BERLIN: Police in the north German city of Hamburg have warned the public against a Malaysian company which is allegedly conning survivors of deceased persons and relieving them of their money, reports Bernama.
A special department of the Hamburg crime police office, dealing with cases of fraud, has cautioned the public against a Kuala Lumpur-based company whose representatives try to establish contacts with the surviving family members of dead persons.
The modus operandi of the representatives of the Malaysian company, according to a statement released by the Hamburg crime branch, is simple:
The survivors receive a letter marked “strictly confidential” in English, informing them that their deceased relative had deposited a suitcase containing US$3mil (RM11.4mil) with the company.

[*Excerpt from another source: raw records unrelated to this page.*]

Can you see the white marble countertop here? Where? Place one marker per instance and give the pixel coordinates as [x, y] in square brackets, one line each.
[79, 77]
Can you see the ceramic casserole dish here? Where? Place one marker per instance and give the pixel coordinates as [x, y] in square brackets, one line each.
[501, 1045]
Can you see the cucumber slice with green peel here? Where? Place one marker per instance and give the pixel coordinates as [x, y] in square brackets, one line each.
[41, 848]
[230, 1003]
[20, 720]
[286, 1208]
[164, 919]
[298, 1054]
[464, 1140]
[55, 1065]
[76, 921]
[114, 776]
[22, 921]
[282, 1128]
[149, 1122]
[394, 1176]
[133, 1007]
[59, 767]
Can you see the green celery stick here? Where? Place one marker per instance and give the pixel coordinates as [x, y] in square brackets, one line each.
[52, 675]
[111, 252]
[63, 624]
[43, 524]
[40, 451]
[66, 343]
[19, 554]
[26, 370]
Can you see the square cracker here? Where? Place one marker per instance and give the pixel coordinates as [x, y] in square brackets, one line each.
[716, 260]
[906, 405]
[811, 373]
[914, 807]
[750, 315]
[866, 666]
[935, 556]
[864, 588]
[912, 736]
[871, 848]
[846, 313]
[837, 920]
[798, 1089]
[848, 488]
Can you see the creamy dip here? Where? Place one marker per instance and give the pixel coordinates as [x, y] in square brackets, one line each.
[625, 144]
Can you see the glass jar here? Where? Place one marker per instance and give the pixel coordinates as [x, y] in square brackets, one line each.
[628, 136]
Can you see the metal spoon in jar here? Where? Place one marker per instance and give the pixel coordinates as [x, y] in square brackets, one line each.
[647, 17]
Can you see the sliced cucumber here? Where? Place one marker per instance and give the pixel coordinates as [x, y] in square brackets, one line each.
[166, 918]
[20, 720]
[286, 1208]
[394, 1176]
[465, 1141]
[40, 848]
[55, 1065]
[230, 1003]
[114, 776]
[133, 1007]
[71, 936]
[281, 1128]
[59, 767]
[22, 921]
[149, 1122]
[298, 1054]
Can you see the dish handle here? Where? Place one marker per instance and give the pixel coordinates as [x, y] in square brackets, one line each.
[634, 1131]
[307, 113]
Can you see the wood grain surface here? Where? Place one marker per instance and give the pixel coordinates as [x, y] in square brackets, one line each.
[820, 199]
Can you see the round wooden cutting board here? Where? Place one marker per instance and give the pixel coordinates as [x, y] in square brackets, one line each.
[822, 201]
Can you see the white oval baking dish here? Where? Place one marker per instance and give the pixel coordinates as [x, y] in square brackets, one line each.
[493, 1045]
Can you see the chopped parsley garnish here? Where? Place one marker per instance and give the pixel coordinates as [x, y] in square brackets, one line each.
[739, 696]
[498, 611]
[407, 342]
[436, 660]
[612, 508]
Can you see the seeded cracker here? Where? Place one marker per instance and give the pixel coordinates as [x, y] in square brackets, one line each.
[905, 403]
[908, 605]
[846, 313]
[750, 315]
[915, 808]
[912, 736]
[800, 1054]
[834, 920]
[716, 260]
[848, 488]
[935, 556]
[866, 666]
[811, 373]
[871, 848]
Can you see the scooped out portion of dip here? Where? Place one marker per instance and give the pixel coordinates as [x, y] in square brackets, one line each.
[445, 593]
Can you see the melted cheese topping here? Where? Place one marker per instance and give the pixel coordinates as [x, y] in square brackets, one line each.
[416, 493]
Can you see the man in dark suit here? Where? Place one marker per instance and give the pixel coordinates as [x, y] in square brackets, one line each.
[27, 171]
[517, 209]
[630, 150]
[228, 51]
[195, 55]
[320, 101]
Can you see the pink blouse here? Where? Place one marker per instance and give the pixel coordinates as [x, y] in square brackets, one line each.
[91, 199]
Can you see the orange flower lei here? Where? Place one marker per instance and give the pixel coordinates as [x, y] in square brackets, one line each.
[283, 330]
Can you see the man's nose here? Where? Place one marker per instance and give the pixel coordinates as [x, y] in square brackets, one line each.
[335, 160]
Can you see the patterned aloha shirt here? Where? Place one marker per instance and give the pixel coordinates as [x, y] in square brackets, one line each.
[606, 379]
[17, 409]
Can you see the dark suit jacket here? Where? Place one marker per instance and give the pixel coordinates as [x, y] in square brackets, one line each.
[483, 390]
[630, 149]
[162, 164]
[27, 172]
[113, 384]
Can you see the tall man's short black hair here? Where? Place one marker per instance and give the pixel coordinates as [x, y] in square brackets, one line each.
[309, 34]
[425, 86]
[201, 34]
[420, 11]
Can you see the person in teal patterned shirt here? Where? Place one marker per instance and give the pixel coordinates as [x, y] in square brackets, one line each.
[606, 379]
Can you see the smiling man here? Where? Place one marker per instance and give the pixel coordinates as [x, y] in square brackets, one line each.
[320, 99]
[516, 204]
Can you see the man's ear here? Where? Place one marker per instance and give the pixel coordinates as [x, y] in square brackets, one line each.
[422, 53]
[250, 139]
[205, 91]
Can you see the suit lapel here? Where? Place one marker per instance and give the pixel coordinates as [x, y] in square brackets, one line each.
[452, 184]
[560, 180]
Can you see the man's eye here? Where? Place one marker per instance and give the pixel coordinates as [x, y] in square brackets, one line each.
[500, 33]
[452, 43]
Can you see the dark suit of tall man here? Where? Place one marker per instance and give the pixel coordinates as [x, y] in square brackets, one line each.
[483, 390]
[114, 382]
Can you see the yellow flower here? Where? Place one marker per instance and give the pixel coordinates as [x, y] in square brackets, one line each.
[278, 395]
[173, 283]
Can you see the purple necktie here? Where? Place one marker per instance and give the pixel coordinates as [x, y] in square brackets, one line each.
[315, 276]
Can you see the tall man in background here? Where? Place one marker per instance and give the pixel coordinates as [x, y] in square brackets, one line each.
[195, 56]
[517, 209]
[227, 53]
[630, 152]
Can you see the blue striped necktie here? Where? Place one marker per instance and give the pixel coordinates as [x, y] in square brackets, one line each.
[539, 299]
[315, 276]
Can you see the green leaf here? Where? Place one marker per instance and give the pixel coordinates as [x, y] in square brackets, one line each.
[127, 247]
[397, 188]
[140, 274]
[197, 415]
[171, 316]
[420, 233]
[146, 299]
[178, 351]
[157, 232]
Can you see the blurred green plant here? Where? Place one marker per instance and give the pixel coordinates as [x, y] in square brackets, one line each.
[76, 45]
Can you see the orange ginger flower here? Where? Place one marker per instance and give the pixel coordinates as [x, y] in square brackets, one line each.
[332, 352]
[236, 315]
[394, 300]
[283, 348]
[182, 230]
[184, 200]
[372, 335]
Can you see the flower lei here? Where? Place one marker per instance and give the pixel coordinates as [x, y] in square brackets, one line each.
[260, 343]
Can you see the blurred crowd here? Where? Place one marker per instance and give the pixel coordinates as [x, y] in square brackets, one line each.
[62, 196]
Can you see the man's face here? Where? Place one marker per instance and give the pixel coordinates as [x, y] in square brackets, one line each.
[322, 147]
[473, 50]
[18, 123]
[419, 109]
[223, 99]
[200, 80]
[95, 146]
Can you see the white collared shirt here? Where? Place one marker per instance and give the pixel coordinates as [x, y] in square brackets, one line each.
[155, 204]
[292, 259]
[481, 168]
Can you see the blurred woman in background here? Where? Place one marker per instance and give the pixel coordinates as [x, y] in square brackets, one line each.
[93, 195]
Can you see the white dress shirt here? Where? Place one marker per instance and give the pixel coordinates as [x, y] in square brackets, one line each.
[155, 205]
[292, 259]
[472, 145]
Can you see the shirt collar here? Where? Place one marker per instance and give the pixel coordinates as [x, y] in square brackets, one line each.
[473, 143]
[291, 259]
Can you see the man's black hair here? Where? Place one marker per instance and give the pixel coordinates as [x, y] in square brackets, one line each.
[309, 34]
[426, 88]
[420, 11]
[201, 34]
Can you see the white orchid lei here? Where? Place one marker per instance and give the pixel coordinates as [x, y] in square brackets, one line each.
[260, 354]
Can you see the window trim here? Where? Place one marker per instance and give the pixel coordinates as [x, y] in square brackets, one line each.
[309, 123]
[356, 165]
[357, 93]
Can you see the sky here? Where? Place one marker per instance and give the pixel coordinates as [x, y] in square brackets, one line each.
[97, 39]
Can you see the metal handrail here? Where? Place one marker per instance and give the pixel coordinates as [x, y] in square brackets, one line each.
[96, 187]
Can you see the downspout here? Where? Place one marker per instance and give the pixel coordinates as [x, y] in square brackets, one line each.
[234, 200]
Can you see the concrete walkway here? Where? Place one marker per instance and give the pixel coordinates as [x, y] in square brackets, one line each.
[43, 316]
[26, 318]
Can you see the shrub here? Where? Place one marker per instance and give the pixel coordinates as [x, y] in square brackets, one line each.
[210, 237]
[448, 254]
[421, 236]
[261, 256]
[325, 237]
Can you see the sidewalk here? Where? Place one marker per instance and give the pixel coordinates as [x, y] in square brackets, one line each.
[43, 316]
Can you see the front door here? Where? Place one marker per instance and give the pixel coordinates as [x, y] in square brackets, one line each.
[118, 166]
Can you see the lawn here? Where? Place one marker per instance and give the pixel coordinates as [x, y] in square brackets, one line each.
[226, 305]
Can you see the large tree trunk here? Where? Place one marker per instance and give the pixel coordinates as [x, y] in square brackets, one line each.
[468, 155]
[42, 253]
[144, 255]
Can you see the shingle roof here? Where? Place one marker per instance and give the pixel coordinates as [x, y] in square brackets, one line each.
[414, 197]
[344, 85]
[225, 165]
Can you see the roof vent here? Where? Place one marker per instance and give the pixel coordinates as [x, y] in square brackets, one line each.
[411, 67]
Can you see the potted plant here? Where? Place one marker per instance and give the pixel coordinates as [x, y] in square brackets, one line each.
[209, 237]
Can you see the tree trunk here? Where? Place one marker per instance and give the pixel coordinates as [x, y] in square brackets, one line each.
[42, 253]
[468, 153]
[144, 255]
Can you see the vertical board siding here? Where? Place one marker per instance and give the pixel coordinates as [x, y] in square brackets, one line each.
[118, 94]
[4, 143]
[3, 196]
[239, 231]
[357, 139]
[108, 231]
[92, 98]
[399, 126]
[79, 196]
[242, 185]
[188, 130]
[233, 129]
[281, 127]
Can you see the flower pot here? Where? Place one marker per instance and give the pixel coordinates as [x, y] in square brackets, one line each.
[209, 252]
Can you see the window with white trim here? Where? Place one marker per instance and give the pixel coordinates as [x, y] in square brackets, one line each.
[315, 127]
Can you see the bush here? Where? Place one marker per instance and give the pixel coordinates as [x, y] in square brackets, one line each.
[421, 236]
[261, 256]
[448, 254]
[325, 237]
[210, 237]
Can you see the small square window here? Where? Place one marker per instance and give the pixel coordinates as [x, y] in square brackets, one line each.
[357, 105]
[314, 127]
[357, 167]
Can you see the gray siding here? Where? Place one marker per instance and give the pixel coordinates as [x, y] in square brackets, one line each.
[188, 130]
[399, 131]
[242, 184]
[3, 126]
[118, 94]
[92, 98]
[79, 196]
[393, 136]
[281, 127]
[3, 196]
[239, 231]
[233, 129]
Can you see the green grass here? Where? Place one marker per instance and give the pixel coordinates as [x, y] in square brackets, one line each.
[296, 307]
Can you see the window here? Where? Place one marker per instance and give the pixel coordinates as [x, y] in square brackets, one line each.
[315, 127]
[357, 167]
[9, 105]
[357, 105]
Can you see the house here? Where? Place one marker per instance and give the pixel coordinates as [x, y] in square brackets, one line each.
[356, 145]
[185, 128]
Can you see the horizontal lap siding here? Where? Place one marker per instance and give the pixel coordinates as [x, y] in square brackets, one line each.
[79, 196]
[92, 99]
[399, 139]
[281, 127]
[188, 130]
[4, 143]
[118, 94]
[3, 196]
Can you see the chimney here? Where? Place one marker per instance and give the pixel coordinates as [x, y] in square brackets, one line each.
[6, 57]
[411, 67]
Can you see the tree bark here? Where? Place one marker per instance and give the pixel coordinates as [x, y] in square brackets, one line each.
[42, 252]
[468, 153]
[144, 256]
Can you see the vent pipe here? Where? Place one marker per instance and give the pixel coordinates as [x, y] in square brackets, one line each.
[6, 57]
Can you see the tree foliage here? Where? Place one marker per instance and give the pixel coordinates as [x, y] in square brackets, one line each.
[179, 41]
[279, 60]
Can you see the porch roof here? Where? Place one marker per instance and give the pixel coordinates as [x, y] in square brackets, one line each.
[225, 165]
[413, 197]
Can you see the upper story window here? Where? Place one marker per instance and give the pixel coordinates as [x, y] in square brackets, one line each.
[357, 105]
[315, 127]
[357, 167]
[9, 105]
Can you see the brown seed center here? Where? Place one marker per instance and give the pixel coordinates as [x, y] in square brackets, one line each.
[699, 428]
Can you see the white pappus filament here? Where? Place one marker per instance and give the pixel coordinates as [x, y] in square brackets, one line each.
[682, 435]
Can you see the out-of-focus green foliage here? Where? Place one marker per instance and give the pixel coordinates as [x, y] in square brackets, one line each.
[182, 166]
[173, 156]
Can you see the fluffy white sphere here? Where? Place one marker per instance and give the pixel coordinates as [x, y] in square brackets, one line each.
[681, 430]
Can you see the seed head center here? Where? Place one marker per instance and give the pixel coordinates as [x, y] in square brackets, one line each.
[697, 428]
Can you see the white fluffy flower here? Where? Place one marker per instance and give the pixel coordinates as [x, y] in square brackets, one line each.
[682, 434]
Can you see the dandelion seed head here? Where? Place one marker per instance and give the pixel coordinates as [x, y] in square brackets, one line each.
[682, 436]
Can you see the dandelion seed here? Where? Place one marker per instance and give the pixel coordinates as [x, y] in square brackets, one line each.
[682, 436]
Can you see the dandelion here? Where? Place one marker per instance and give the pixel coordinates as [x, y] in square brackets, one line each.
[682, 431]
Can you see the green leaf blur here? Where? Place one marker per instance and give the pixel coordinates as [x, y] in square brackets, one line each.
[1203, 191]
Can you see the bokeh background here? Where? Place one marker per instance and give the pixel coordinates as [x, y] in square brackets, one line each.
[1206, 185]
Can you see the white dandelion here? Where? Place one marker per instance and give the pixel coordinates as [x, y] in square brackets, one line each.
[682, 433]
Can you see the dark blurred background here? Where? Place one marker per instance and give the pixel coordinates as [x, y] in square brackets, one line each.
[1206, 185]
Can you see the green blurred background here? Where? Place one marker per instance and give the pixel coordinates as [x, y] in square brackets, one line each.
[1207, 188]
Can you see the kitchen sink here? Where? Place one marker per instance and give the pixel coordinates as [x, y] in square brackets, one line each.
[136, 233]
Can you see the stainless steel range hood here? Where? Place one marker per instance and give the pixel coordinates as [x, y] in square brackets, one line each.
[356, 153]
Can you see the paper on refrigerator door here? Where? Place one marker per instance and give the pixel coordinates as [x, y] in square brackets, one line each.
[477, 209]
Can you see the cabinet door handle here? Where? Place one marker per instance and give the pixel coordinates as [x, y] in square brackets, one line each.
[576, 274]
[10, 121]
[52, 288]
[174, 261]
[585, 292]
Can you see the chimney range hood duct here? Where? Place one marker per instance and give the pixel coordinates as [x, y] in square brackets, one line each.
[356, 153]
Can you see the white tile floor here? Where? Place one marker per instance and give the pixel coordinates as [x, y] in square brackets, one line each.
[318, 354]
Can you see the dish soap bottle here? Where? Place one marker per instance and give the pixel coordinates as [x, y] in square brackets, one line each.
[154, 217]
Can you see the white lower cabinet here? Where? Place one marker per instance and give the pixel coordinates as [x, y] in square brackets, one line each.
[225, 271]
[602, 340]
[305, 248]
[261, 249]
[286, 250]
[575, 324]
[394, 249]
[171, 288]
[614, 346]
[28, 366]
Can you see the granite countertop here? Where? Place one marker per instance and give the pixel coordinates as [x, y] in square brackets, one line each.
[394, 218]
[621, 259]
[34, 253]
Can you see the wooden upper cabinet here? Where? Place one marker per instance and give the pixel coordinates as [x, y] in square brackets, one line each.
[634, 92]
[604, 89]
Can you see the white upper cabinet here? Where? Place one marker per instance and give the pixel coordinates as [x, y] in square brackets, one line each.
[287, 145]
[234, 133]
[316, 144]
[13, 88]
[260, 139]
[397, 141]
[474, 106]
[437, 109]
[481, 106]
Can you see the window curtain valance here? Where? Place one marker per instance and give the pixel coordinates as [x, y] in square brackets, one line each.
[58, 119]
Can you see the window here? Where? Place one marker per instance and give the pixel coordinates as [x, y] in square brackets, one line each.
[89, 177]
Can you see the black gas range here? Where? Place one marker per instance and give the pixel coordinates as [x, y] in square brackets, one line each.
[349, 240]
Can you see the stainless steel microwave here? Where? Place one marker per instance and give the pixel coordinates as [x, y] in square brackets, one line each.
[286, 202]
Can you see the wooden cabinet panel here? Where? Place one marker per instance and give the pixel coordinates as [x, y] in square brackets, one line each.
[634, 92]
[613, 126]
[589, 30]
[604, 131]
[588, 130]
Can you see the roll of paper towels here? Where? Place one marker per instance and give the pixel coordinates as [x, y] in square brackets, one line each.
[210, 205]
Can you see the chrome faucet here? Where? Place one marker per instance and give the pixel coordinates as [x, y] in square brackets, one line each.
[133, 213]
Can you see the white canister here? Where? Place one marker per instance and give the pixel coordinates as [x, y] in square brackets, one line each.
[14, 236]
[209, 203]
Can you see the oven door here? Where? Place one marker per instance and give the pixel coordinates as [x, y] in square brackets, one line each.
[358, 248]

The name of the deceased, his/her private address and the date of death are obtained by the company's representatives from the obituaries appearing in the daily newspapers published in Hamburg.
As the “heirs,” the surviving family members are then urged to come forward and take po-
ssession of the suitcase and send notarised identification documents and a copy of the so-called certificate of deposit to Malaysia or personally go to Malaysia in the event of any further questions.
The statement says that several such letters have surfaced in Hamburg.
The fraud, according to the Hamburg crime branch, lies in the fact that the recipients of the documents are required to remit in advance the costs of transferring the money, and notarisation fees or administrative charges for a copy of the non-existent certificate of deposit.
However, it adds that it has so far not come to know of any case where a recipient of the letter has remitted the money.
The police investigators have cautioned the public against establishing any contacts in response to the letter, and have asked recipients of such letters to contact the special section for fraudulent affairs of the Hamburg crime branch.
Contacted by The Star, a police spokesman at Bukit Aman said Malaysian police had yet to be informed about the syndicate.